Nightmares and Agitations

For some masochistic reason, as I propped up the ankle, I tuned in the local news.
In DC today it was dominated by the sad story of Sean Taylor, a professional football player for the team my son calls the "racist-skins." Taylor, an All Pro defensive player, was shot in his Miami home in the wee hours of Monday morning and died early this morning.
There is much to be agitated about in a story that draws together the violent world of professional football, the violent worlds of Miami and Washington, the violent world that so many young, African-American men live in, and the violence of America's continuing legacy of racism.
I can't get past the news descriptions that reported Taylor getting out of bed when he heard an intruder in the house and grabbing for the machete that he kept near his bed for protection. What kind of nightmare world is it where some folks have to sleep with machetes near their beds?
As one Post writer pointed out, whether or not most of us live in that world, it seems to attract more than its fair share of young athletes who too often fail to connect the dots of contexts and consequences.
More than a fair share of those young athletes are African-American men. Could there be some slight connection between that factoid and cultural blindness to such things as team names like Redskins, that trace back to America's original sin? There is, after all, a connection between contexts and consequences. Indeed, linguistic contexts have real-world consequences. In other words, words matter.
I don't expect any real reflections on such connections to come out of this sad death, but Taylor's father said he hoped his son's life was not in vain. If it sparks some deeper reflections on race and violence, perhaps his life and his violent death might have some deeper meaning than just another nightmare of a young black man murdered.

Monday, November 26, 2007

a simple twist of fate

I was out running this morning and hit an uneven piece of pavement hidden under fallen leaves.
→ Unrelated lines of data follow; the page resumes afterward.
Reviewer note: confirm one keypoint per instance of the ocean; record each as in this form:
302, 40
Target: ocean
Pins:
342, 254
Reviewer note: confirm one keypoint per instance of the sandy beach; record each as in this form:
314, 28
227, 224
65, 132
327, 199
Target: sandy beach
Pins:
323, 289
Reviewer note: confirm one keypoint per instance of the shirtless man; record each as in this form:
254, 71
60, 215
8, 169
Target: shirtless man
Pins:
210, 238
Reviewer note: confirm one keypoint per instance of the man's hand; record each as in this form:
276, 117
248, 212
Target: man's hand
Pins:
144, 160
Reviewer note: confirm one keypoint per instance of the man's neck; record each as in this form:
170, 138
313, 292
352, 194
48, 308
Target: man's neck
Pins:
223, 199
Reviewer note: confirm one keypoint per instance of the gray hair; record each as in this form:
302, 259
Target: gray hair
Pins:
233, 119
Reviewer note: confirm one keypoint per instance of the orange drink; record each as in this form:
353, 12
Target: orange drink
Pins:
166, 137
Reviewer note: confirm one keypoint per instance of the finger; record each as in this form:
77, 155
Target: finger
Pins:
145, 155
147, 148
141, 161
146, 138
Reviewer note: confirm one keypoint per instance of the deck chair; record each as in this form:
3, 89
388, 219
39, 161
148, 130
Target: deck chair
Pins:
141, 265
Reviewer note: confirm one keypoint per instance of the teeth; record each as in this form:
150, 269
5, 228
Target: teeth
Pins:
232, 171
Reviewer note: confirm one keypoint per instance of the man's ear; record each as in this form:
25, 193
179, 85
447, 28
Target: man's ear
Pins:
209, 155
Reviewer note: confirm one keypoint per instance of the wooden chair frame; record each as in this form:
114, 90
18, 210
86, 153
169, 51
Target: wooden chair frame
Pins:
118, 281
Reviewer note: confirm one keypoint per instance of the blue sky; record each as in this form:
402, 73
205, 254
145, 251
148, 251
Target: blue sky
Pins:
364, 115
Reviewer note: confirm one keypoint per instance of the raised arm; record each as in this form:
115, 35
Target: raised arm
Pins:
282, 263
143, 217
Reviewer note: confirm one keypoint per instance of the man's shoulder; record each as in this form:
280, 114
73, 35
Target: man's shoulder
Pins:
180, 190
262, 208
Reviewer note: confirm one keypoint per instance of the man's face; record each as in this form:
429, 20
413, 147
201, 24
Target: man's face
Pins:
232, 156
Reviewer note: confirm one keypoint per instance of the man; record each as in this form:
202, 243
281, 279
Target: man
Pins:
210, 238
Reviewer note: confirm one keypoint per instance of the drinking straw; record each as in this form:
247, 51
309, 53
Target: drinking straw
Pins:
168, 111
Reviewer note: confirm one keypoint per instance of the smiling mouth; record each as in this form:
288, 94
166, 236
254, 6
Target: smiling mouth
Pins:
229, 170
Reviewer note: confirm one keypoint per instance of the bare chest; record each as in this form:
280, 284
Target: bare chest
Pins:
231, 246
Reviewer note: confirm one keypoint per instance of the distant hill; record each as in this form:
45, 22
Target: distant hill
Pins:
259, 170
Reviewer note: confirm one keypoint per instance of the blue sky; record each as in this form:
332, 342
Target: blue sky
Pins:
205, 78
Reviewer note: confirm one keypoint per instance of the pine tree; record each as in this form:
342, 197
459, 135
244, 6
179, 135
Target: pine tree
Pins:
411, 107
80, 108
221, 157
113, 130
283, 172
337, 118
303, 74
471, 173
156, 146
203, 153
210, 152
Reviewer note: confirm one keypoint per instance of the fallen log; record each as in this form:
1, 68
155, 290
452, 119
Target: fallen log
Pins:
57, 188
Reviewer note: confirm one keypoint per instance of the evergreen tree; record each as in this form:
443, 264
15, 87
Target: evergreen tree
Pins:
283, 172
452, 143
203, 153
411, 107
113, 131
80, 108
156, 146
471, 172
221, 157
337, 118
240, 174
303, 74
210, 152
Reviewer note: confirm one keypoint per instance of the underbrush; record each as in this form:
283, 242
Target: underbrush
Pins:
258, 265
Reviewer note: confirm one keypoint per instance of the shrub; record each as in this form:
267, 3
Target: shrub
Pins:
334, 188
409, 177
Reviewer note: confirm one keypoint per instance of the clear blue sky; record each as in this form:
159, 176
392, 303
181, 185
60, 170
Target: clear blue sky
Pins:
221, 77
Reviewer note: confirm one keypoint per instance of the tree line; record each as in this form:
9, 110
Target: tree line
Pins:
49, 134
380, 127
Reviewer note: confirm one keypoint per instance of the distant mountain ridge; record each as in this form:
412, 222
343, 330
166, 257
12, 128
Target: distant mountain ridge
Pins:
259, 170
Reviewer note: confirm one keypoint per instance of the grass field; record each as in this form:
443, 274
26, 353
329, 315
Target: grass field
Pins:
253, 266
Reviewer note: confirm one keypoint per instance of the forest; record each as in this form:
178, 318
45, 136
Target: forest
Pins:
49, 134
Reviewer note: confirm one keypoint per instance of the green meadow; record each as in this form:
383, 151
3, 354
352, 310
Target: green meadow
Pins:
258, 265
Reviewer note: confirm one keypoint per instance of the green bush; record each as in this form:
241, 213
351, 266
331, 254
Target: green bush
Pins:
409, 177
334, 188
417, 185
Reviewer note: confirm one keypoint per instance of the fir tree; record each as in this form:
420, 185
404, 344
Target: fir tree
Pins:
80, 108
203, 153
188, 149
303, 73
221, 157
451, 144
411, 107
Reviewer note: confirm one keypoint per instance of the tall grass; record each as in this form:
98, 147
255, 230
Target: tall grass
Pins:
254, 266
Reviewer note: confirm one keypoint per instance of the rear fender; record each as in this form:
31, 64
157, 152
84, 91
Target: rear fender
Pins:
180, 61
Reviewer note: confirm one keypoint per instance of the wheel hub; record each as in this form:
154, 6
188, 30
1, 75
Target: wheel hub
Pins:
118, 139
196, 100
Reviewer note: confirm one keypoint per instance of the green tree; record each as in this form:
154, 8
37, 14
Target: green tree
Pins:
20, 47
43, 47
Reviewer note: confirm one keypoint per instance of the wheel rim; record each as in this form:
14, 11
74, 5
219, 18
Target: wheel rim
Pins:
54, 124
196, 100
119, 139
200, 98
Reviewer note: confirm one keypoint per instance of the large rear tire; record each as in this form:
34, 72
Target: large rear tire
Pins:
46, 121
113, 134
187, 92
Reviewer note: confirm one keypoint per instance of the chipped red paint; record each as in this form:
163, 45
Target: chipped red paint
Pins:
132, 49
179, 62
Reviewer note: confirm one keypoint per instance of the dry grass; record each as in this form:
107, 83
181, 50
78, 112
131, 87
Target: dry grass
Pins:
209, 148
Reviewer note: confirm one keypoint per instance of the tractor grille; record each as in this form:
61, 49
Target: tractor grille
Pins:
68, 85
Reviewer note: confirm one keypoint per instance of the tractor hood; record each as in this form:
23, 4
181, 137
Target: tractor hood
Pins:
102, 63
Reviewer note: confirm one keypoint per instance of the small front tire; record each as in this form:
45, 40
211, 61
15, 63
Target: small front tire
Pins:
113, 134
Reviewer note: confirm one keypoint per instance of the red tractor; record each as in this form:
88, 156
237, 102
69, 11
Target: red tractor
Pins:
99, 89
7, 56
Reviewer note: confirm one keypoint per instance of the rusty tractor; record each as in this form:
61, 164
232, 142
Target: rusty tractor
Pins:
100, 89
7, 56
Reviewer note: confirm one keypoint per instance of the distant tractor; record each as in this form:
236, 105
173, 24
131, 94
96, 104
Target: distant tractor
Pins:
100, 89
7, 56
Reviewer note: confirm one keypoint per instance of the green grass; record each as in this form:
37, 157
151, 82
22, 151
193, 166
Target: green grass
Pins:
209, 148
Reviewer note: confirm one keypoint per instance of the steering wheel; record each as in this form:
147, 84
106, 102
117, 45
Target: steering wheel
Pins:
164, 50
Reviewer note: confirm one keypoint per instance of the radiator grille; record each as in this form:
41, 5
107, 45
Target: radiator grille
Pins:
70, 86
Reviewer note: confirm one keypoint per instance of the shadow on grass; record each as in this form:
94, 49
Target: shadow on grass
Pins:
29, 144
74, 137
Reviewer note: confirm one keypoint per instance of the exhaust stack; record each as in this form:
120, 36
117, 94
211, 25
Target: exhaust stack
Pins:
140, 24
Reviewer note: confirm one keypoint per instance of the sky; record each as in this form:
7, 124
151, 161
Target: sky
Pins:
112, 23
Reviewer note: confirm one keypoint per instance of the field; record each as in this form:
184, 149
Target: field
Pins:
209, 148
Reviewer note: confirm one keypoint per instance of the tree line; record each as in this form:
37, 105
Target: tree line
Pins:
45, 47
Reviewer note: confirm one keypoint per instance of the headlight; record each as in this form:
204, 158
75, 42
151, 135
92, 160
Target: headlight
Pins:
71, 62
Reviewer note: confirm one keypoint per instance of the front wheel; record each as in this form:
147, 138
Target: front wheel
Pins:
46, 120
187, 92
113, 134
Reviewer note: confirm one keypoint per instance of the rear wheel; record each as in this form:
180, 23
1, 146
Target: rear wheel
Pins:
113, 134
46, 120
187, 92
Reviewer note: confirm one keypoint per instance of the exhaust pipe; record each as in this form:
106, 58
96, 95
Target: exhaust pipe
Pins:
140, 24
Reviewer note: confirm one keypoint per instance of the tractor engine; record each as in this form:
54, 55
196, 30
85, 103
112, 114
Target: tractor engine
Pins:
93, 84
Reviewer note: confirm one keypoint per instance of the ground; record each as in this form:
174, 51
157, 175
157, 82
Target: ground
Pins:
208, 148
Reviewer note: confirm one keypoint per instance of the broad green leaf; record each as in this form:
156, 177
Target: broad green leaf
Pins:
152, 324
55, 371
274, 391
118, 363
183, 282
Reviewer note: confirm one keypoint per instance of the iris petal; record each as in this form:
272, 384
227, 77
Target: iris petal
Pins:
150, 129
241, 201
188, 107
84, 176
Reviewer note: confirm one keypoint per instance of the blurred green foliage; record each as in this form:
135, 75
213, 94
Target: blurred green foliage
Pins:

So now I’m sitting in the kitchen with ice on a mildly sprained ankle searching for the metaphor that must be hidden in this minor event. I’m sure it’s there, hidden just like the crack in the roadway, ready to tip the unsuspecting and unbalanced, to stretch the ligaments that bind us together, and to leave one sipping red wine while contemplating the hidden meanings in a single misstep. Oh, to hell with it. I’ll just sip the wine, wait for the other drugs to take effect and go read the comics.